The Basic Approach of Employee Drug Testing

Arguments for and against employee drug testing typically focus on the privacy of the tested employees. While the privacy of employees is certainly important, it does not deserve the right to obliterate any efforts made toward an improved employee safety.  Such improved employee safety stands out as being one of the primary reasons for an employee drug testing program. Detection of drug use by an employee can often demonstrate that that employee willfully hampered the proper functioning of his or her body system. Such an employee has obviously chosen to place personal enjoyment before the safety of his or her fellow workers.

Three levels of deterrence can be found within the basic surveillance procedures called employee drug testing. Each level has a certain ability to force the potential drug user to pause before proceeding with his or her ill-timed indulgence. Each has the ability to complicate the enjoyable process an off-work employee has anticipated.

On one level a worker’s simple awareness of an employee drug testing program within his or her workplace should serve to dampen the desire of that employee to engage in drug use. The employee does not want to get caught. The fact that employees fear detection of their drug habit has been demonstrated by the efforts of certain employees to escape possible detection.

Sometimes drug-using employees rely on adulteration to disguise their drug use. Sometimes they depend on substitution to cover-up a test sample that is sure to test positive for a banned substance. Sometimes they resort to use of a last-ditch effort—the flushing of the test sample.

Once a worker has escaped detection by an employee drug testing program then that individual could still have reason to refrain from further use of illicit drugs. The employee would know that the chance for future detection existed. Moreover, the employee would know that detection could lead to a possible punishment.

On that second level, the employee’s possible punishment serves as a deterrent. Because the punishment varies from case to case, an employee can never know for sure what fate awaits his or her refusal to follow company policy. That very uncertainty can offer the employer a mild level of deterrence.

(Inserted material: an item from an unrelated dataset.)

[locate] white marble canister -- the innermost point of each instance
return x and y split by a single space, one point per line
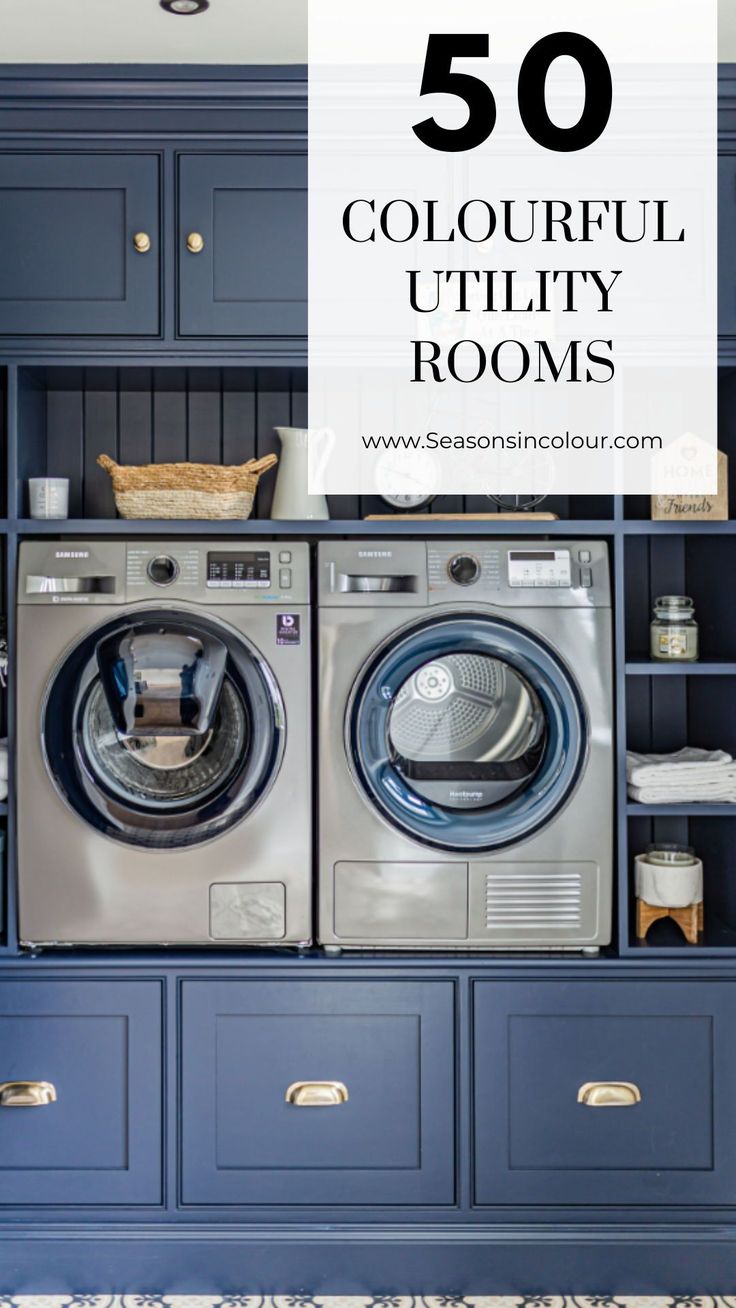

When one employee gets word of the punishment given to a fellow-employee, then that employee appreciates the severity of the punishment. The more severe the punishment is, the greater the chance that any employee drug testing program will manage to prevent expanded drug use by the workers within a company. The successes achieved by the threat of a severe punishment have contributed to the fall in drug use by employees. The reported rate for such use fell from 13.6% to 4.1% between 1998 and 2005.

The nature of the punishment therefore serves as yet a third level of deterrence. The nature of the punishment, in addition to the treat of a possible punishment, works to force every employee to think twice before enjoying an illegal substance while away from the workplace. The nature of the punishment, especially when it is a severe punishment, manages to darken the cloud that has already formed above the head of the intermittent or steady drug user.

That cloud would most certainly darken the skies of a drug user who returned to work within 24 hours after his or her enjoyment of a controlled substance.